In a 2006 e-mail to Gartside, Harahan made his position clear.
“While I am sure that Mr. Yates was an outstanding coach, I am sorry, but I cannot act upon your request,” Harahan wrote.
Harahan’s position was that the school had numerous noteworthy staff members and students over the years, and that it would be impossible to determine which should receive recognition.
When Edgar replaced Harahan as principal, he told Gartside he was open to the idea, but there was a catch.
“I think it’s important that it be done as a collective decision,” Edgar said in 2008.
A “collective decision” meant that the school improvement team should have a say, along with the PTSA, the school’s alumni association and the athletic boosters.
Edgar also felt that the football field should be improved before naming it so as to properly honor and respect its namesake.
Last December, the school applied for but failed to win a $50,000 grant from the National Football League to get the ball rolling to improve the field.
The planned improvements — an 8-foot fence, improved turf, a press box, new ticketing and concession facilities, aluminum bleachers to seat 700 spectators and other improvements — are estimated to cost $800,000.
The school failed to win the grant this year, Edgar said.
“We were encouraged to apply again next year,” he said.
In the meantime, Edgar decided to move forward with the renaming the field and improve the field whenever possible in the future.
Over the last eight or nine months, Edgar received approval for the naming from all the interest groups at the school, and the county board of education approved the renaming of the field July 14, Edgar said.
Those most excited about the field being renamed Yates Field don’t seem concerned about the quality of the turf or the size of the bleachers.
From the beginning, Gartside has cared more about honoring his former coach with the name.
“All they gotta do is make a sign that says ‘Yates Field.’ I’ll pay for it myself to have a sign put on the scoreboard,” Gartside said a year ago.
Now it appears Gartside will get his wish and he won’t have to pay for it himself.
“The athletic boosters are donating a sign that will be placed along the fence line,” Edgar said.
Later, when the money is available, the school will install Yates’ name on the scoreboard at the very least, he said.
Edmonia Yates seems pleased with the whole thing.
“Everyone is excited.

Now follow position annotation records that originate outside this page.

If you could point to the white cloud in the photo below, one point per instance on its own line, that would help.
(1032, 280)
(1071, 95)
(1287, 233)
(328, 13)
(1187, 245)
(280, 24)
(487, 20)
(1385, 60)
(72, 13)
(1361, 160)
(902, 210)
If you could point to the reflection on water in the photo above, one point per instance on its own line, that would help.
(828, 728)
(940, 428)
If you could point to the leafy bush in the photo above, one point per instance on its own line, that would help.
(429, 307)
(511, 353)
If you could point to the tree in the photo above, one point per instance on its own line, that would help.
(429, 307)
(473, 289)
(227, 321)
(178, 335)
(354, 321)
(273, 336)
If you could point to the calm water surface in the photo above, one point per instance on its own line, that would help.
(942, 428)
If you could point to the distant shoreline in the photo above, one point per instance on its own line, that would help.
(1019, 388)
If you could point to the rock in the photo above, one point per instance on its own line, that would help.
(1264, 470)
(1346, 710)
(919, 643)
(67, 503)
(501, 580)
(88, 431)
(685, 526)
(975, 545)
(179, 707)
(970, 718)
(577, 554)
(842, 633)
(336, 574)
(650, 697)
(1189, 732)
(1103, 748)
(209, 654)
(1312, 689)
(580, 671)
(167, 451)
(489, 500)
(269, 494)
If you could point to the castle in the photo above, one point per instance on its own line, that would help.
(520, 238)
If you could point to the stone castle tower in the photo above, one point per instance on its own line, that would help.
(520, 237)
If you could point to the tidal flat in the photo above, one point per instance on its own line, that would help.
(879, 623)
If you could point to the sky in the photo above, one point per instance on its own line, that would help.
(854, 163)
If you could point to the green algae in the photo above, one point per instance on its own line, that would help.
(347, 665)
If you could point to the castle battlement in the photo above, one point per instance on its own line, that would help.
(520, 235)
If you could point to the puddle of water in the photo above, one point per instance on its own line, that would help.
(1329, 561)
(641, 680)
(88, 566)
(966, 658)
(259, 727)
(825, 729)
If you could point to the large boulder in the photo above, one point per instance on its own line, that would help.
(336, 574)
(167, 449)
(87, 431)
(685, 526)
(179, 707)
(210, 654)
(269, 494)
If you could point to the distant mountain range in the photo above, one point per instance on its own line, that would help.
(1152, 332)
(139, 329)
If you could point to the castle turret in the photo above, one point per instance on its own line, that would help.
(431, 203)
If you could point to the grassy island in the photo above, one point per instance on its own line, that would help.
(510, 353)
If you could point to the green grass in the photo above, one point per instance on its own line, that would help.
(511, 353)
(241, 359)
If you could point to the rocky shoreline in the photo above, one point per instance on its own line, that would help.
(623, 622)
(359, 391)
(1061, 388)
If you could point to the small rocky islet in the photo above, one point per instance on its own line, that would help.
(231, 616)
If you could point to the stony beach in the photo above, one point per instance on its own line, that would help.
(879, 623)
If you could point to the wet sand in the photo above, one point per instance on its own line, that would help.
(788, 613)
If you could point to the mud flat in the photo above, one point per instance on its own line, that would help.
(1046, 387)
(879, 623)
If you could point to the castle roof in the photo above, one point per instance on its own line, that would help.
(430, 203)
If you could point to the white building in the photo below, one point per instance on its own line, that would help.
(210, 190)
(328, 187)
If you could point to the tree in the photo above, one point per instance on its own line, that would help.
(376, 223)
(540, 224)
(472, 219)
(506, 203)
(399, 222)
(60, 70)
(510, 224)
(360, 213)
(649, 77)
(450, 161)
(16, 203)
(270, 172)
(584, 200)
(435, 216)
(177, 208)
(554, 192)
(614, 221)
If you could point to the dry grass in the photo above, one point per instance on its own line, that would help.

His family in Arizona (where Joe Yates grew up) and Nevada are coming out,” she said.
“The family will forever cherish this,” she said.

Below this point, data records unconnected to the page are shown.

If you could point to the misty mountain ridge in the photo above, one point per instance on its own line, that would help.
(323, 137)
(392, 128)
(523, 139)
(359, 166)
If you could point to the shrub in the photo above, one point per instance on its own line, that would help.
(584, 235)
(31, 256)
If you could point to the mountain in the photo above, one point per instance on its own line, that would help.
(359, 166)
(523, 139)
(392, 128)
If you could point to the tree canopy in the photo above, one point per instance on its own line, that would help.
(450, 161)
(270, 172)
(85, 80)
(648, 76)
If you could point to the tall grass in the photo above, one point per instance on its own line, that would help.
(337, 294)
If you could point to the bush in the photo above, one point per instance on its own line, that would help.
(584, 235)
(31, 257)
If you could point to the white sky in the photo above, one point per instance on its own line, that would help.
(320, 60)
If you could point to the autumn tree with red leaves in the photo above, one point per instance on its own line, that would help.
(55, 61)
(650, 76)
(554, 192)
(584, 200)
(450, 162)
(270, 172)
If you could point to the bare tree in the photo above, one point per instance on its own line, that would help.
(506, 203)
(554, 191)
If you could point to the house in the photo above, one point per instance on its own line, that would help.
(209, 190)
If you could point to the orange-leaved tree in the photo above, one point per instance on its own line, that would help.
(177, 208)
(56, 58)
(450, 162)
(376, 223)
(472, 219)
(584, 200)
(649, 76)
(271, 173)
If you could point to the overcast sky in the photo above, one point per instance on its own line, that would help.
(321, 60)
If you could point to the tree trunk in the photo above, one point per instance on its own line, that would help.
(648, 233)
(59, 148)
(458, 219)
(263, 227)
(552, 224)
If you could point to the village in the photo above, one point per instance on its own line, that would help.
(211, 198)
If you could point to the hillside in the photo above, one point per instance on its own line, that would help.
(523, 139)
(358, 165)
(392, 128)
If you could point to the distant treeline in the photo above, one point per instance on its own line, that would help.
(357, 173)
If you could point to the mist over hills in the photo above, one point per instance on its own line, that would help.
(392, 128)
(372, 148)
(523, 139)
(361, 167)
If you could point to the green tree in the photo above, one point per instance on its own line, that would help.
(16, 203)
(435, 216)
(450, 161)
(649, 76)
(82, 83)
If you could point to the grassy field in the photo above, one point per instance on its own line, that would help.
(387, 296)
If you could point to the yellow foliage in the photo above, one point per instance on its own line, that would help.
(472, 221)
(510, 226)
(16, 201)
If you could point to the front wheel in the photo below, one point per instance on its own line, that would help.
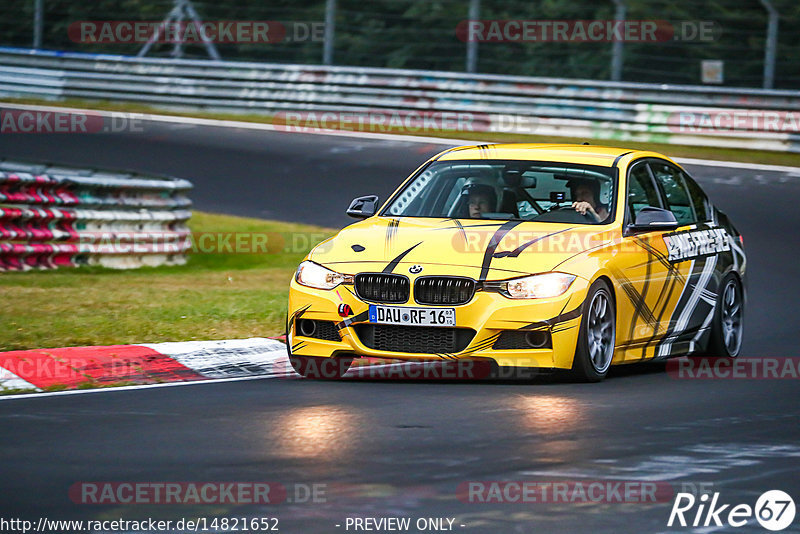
(597, 335)
(320, 368)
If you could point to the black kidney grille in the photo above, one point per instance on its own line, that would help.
(378, 287)
(443, 290)
(414, 339)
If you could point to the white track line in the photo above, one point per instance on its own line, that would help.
(216, 123)
(141, 386)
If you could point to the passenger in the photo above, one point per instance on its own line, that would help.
(586, 199)
(482, 199)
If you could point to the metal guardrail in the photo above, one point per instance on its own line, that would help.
(542, 106)
(54, 217)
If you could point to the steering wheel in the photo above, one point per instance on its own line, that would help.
(566, 214)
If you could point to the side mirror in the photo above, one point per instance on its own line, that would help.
(363, 207)
(650, 218)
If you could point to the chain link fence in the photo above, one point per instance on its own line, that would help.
(732, 43)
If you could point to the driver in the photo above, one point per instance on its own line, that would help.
(586, 199)
(482, 199)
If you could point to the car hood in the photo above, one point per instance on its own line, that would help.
(480, 249)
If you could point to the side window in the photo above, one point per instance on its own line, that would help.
(702, 207)
(642, 191)
(674, 186)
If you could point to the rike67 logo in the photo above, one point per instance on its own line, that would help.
(774, 510)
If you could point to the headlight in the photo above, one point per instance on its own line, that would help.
(538, 286)
(312, 275)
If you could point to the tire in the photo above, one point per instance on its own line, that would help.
(597, 336)
(727, 327)
(320, 368)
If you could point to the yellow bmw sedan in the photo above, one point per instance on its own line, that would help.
(541, 256)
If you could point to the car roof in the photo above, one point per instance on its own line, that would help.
(603, 156)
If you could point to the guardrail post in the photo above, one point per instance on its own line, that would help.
(771, 44)
(38, 24)
(617, 47)
(472, 46)
(330, 32)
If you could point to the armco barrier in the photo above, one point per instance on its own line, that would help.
(56, 216)
(724, 117)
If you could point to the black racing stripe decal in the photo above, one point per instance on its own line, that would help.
(616, 160)
(517, 251)
(673, 276)
(671, 282)
(692, 286)
(349, 290)
(485, 344)
(392, 264)
(363, 316)
(391, 233)
(295, 316)
(641, 303)
(660, 257)
(560, 318)
(493, 243)
(601, 245)
(461, 230)
(635, 297)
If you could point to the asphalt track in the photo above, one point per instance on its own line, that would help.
(401, 448)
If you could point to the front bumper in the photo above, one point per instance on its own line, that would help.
(488, 313)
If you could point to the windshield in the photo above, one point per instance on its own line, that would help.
(509, 190)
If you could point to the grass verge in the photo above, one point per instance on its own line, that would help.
(675, 151)
(222, 295)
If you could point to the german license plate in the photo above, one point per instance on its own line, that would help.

Edmonia Yates is a former principal of Forest Park High School, a former deputy superintendant for Baltimore City Public Schools and a former adjunct professor at Morgan State Univesity.
The Aug. 25 meeting was the first time Edmonia Yates visited the school in about 10 years. The last time she visited, she came with her husband, she said.
Edmonia Yates was so moved by what Gartside, the school’s administration and the school community are doing to honor her late husband that she decided to complement their efforts with a gesture of her own.
At the Aug. 25 meeting, Edmonia Yates took out her checkbook and wrote the school a check for $10,000. She said she wants it to fund an annual award of maybe $1,000 to a Parkville High School student. male or female, who excels both athletically and academically.
Principal Edgar and the other half-dozen staff members at the meeting were speechless.
Edmonia Yates wants it to be an award, not a scholarship, because those who don’t intend to go to college right away or at all need help and motivation just like the college-bound students, she said.
Edmonia Yates expects that others, including those in Coach Yates’ extended family, will likely be interested in contributing to the fund.
She added that she’d like her late husband's name, Joseph Anthony Yates, to be part of the award’s name.
The ceremony to rename Parkville High School’s football field Yates Field will take place at 12:30 p.m. on Saturday, Sept. 12, at the football field across Putty Hill Avenue from Parkville High School, located at 2600 Putty Hill Avenue, just west of Harford Road in Parkville.